A conselheira Marianna Montebello Willeman chegou na época a ponderar que a criação da indenização não poderia ser feita apenas por meio da equiparação com os direitos dos juízes.
Eram necessários estudos mais aprofundados, na opinião dela.
Mas ficou vencida. Por quatro votos a um, os conselheiros decidiram criar o direito.
Já na proposta inicial, Lacerda chamou atenção para a necessidade de uma medida de compensação financeira: se houvesse um gasto novo, seria preciso deixar de gastar com outra coisa.
A solução veio do então presidente, Rodrigo Nascimento: tirar dos servidores para dar aos conselheiros.
Na mesma sessão, ele propôs acabar com a "gratificação por representação de nível médio" de todos os servidores dos gabinetes dos conselheiros.
"Gratificação por representação", no TCE-RJ, é uma verba paga a todos os ocupantes de cargos em comissão que exerçam atividade de representação do tribunal, como presença em eventos oficiais e cerimônias.
A gratificação de nível médio, citada por Nascimento, é de R$ 7.406,20.
Nascimento não está entre os que foram acusados de corrução e levou R$ 423,8 mil nos três anos e meio entre a criação da resolução e dezembro do ano passado.
Christiano Lacerda, autor da proposta de criar a indenização, ganhou R$ 469.520,33 entre julho de 2021 e dezembro de 2024.
O UOL pediu entrevista ao tribunal, mas o pedido foi negado por falta de agenda do atual presidente, conselheiro Marcio Pacheco.

Tribunal esvaziado por suspeita de corrupção
A justificativa para a edição da resolução 372/2021 foi que o tribunal havia sido esvaziado por uma denúncia de corrupção.

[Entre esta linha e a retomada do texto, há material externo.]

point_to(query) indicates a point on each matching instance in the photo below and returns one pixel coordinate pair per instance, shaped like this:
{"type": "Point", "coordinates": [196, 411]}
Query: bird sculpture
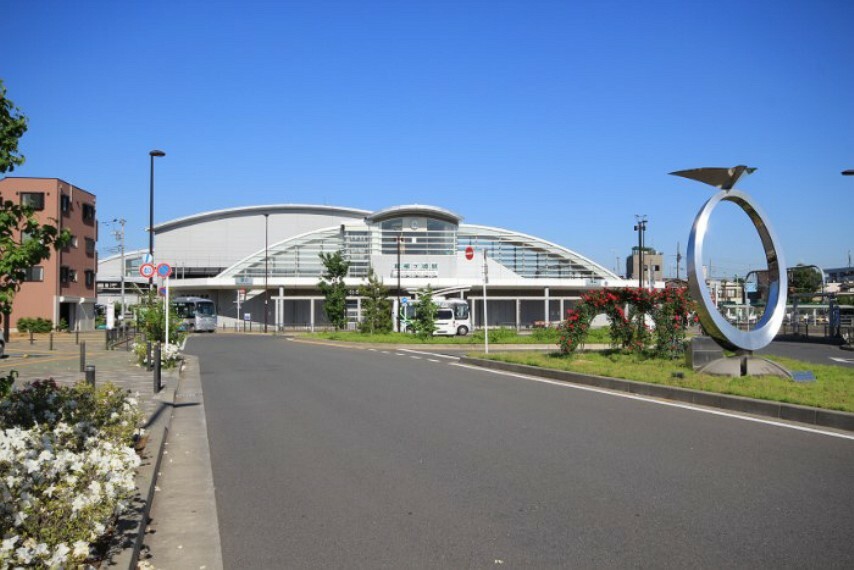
{"type": "Point", "coordinates": [723, 178]}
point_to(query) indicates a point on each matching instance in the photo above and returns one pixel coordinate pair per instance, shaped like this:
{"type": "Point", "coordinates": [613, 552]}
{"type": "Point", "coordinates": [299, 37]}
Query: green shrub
{"type": "Point", "coordinates": [497, 336]}
{"type": "Point", "coordinates": [546, 335]}
{"type": "Point", "coordinates": [36, 325]}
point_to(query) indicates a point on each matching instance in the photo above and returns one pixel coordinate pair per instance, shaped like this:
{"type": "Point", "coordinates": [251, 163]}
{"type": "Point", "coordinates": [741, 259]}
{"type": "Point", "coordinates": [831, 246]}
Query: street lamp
{"type": "Point", "coordinates": [152, 154]}
{"type": "Point", "coordinates": [399, 307]}
{"type": "Point", "coordinates": [266, 267]}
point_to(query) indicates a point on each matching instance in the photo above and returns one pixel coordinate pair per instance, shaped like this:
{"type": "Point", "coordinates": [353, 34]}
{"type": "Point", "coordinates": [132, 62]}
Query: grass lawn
{"type": "Point", "coordinates": [833, 388]}
{"type": "Point", "coordinates": [496, 336]}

Na época, cinco dos dez conselheiros do TCE estavam afastados de seus cargos após o STJ (Supremo Tribunal de Justiça) transformá-los em réus por corrupção e lavagem de dinheiro.
Era a ação penal decorrente das operações Descontrole e Quinto do Ouro, da Polícia Federal.

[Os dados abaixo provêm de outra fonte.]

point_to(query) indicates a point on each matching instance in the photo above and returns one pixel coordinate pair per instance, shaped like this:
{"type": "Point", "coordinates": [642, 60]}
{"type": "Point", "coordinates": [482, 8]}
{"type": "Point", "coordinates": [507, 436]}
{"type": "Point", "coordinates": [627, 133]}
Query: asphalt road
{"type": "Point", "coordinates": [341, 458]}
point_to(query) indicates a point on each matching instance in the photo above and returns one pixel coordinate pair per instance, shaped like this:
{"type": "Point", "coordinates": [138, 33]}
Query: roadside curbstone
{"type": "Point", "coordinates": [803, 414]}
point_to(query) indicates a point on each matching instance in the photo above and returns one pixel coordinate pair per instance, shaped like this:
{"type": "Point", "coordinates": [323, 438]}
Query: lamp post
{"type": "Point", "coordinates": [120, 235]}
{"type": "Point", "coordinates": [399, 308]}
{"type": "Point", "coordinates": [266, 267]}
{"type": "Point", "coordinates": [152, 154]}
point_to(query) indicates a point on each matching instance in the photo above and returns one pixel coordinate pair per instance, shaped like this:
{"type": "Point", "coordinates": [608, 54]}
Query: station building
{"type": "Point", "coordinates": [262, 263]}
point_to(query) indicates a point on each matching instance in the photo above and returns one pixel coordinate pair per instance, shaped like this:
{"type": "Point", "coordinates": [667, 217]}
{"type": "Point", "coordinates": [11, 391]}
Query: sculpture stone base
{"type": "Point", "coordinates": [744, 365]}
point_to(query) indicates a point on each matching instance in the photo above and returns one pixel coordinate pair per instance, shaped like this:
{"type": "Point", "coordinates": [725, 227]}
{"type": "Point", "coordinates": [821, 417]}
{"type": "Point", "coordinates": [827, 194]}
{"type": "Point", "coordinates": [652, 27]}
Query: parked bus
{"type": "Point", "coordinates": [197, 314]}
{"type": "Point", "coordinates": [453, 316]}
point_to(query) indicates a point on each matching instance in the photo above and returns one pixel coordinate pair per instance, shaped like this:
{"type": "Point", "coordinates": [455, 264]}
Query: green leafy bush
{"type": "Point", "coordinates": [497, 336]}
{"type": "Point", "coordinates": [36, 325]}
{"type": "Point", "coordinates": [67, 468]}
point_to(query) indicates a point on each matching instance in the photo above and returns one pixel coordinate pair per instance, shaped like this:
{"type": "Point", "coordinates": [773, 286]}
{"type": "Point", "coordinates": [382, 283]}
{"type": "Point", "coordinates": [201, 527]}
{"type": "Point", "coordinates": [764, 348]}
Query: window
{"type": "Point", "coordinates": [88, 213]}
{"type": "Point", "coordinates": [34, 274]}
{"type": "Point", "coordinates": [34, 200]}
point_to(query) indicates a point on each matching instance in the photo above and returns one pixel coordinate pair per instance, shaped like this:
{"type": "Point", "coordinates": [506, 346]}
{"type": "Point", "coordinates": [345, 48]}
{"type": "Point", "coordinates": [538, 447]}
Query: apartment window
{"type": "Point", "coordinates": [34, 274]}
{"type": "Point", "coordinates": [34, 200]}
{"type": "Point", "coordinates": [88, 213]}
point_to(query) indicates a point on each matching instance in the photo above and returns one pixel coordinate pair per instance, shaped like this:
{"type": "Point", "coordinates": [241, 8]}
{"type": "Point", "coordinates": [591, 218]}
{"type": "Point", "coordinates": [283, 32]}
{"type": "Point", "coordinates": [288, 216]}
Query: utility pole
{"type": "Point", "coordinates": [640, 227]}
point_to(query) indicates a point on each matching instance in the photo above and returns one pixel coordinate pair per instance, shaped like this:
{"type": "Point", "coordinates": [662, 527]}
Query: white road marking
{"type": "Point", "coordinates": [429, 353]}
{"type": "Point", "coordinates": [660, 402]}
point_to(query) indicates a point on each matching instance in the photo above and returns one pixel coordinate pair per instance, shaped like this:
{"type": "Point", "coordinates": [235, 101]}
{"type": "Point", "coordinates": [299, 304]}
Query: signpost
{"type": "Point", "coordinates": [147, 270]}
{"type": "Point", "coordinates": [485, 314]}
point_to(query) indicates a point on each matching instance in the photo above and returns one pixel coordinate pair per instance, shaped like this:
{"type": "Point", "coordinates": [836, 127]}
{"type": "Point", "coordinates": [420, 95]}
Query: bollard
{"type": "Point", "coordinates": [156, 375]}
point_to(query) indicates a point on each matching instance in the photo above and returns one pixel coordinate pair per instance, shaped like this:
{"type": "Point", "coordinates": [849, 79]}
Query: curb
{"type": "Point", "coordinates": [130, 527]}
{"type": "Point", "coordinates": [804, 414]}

Segundo as investigações, os conselheiros receberam, pelo menos entre janeiro de 2011 e dezembro de 2016, mesadas de empresários e políticos para tomar decisões favoráveis a eles no TCE.
Conforme o MPF (Ministério Público Federal) no Rio, o dinheiro correspondia sempre a uma porcentagem dos contratos em discussão, pagos em espécie nas dependências do tribunal.

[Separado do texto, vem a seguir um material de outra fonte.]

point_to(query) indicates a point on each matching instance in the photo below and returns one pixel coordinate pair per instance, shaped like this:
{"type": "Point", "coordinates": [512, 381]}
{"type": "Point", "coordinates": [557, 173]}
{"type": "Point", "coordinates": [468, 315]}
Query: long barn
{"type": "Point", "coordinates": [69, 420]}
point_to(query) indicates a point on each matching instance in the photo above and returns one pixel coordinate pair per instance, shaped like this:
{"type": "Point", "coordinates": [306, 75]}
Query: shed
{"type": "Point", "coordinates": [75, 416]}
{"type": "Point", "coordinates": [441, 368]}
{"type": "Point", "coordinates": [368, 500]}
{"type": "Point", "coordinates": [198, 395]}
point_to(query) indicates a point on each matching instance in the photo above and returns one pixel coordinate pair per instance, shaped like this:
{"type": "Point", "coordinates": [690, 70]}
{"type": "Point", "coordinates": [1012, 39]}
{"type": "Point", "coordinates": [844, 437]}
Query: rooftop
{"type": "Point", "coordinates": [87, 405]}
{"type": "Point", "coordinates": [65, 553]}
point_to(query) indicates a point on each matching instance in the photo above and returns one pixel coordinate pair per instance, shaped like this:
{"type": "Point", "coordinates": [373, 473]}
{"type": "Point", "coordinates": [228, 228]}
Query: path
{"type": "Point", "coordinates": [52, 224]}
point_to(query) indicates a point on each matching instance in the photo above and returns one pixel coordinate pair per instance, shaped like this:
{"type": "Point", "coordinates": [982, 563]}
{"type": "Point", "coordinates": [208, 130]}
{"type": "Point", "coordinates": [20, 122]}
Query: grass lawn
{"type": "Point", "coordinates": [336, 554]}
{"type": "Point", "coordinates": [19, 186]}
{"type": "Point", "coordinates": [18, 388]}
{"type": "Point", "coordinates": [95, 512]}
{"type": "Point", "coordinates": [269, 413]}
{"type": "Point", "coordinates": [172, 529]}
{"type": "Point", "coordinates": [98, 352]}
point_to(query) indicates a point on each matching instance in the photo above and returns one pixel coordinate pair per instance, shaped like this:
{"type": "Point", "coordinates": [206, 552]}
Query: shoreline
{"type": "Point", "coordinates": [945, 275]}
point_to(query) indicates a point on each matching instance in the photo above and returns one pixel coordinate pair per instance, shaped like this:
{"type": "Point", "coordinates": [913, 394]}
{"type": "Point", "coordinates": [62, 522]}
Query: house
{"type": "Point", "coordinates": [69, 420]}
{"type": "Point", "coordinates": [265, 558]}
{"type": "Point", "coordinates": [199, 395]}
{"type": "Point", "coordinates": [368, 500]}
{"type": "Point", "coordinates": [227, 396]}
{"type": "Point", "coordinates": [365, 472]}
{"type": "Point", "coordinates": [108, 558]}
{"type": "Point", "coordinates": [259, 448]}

Todos negam as acusações e seguem se defendendo no processo, que ainda não teve decisão de mérito.
Crimes funcionais
Foram afastados os conselheiros José Gomes Graciosa, Marco Antônio Barbosa de Alencar, José Maurício de Lima Nolasco, Aloysio Neves Guedes, Domingos Brazão e Jonas Lopes de Carvalho Júnior.
Carvalho Júnior foi o delator do esquema e já não estava mais no tribunal quando foi criada a indenização de um terço do salário.
Da composição da época, só Marianna Montebello Willeman não foi afastada.
Hoje, só Graciosa e Alencar seguem afastados devido à ação penal.
Brazão e Nolasco foram autorizados a voltar por decisões do Supremo —embora Brazão tenha sido afastado novamente, pelo caso Marielle— e Aloysio Guedes já se aposentou.
O afastamento aconteceu em 2017, por decisão do ministro Felix Fischer, então relator do caso, hoje aposentado.
Dois anos depois, em junho de 2019, a Corte Especial do STJ confirmou o afastamento e recebeu a denúncia contra os conselheiros.
Por serem "crimes ligados ao exercício funcional", segundo Fischer, era "inconcebível e até mesmo inaceitável que os acusados possam prosseguir atuando", valendo-se da "da relevante função que o Estado lhe confiou para enriquecer ilicitamente".
Entre os réus está o ex-governador do Rio Sergio Cabral, que sancionou a lei de 2009 usada pelo TCE para engordar a folha dos conselheiros.
No final de maio de 2021, a Primeira Turma do STF negou um pedido para suspender o afastamento e manteve os cinco conselheiros longe do TCE.
Um mês depois, o TCE-RJ editou a resolução.
Ainda não houve decisão final e o processo criminal contra os conselheiros corre hoje sob relatoria da ministra Isabel Gallotti, cujo chefe de gabinete foi afastado sob a acusação de vender decisões da ministra.